Já H.G. Cancela, em "contramundumcritica", embora reconhecendo que se trata de um «texto cuidado e ambicioso» discorrendo que «Nesta perspectiva, Rafael é o herói intemporal, o amante ferido e escorraçado que agrega em si as sementes imparáveis da vingança. Anjo e demónio, para resumir, numa atmosfera que ao seu passar se contamina e, a passo e passo, condensa o germinar da tragédia quase anunciada», entende que se trata de um «Livro de errância» de cuja leitura releva «as passagens assumidamente eróticas e carnais, fulgurantes indícios de um mal-estar, cru e cruel, que acode aos sentimentos contraditórios do protagonista – nas suas relações, dir-se-ia não existirem afectos, antes ímpetos, não a calmaria do sentimento puro, antes a febrilidade do animal em sangue».

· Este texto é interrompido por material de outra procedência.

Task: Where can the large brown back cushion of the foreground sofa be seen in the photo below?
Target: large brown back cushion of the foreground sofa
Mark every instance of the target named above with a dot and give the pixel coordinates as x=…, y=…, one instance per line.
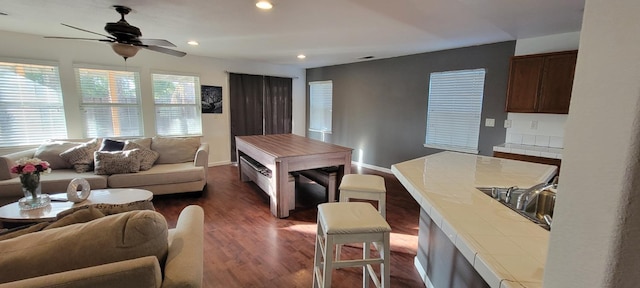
x=109, y=239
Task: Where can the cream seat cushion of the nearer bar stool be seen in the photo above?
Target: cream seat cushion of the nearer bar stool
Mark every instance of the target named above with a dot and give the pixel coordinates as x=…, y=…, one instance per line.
x=351, y=217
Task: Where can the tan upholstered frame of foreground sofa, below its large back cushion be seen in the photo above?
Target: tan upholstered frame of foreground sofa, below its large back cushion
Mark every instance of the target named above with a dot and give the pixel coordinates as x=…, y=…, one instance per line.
x=139, y=272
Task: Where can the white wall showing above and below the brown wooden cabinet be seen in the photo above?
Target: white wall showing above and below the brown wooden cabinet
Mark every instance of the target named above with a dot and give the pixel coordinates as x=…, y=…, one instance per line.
x=548, y=125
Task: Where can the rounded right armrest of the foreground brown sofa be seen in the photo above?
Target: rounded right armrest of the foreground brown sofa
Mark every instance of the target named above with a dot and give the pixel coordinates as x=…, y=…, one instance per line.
x=183, y=267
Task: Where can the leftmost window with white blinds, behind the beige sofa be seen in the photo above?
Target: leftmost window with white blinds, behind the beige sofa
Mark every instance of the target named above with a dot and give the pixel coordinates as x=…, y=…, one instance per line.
x=31, y=107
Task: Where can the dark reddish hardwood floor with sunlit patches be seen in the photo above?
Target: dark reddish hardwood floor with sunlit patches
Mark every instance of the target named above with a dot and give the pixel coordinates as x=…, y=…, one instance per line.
x=245, y=246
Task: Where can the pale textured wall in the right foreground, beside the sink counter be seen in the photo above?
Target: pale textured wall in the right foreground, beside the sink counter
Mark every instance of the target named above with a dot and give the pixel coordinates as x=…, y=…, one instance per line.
x=596, y=227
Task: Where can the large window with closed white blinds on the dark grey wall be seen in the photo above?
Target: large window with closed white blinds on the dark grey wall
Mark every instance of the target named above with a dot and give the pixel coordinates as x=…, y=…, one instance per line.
x=453, y=112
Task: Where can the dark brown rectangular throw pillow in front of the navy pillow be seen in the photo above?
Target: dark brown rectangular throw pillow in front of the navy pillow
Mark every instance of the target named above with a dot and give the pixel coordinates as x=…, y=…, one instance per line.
x=117, y=162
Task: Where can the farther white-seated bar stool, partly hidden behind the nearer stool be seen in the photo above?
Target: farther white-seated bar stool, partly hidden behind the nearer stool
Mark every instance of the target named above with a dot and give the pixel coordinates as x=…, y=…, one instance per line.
x=361, y=186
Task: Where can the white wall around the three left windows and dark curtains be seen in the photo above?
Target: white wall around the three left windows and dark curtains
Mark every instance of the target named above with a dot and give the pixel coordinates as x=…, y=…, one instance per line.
x=215, y=127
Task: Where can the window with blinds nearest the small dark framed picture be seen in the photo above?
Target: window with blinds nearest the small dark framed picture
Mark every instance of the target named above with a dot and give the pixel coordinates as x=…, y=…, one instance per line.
x=177, y=100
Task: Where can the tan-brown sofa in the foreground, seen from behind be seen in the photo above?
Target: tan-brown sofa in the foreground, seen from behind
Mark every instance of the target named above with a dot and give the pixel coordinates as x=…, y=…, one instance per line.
x=130, y=249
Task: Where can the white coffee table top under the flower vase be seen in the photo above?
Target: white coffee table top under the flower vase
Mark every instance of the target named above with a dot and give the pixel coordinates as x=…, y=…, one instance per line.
x=12, y=213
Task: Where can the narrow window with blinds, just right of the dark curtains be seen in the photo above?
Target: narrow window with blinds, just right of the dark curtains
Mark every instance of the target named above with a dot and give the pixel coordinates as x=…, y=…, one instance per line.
x=320, y=107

(in: http://contramundumcritica.blogspot.com/2009/10/maria-da-conceicao-caleiro-o-cao-das.htm )
No Expresso, Carlos Bessa, distingue que «O desejo é o leitmotiv do romance de estreia de Maria da Conceição Caleiro, polifónico, com páginas de um erotismo raro na literatura portuguesa. Desejo que traz, inevitavelmente, outras pulsões, como as do poder e da morte, que adensam a narrativa e a tornam aliciante. Particularmente a que decorre da acção de Rafael e de Pilar, ambos ilhéus, personagens e narradores, sendo ainda dois dos vértices de um triângulo amoroso e parte de um crime passional (o último capítulo é particularmente brilhante)». Mais conclui o mesmo crítico que «"O Cão das Ilhas" tem o dom de agarrar o leitor e o conduzir, debaixo da toada tensa e vibrátil da escrita, entre São Miguel, Paris e Lisboa, mostrando que qualquer vida é um corolário de vozes, de enigmas e de pulsões, cujo fim raramente é cristalino».
(in: http://aeiou.expresso.pt/critica-de-livros-de-15-a-21-de-agosto=f530391 )

Posto isto, aqui fica o desafio à sua leitura.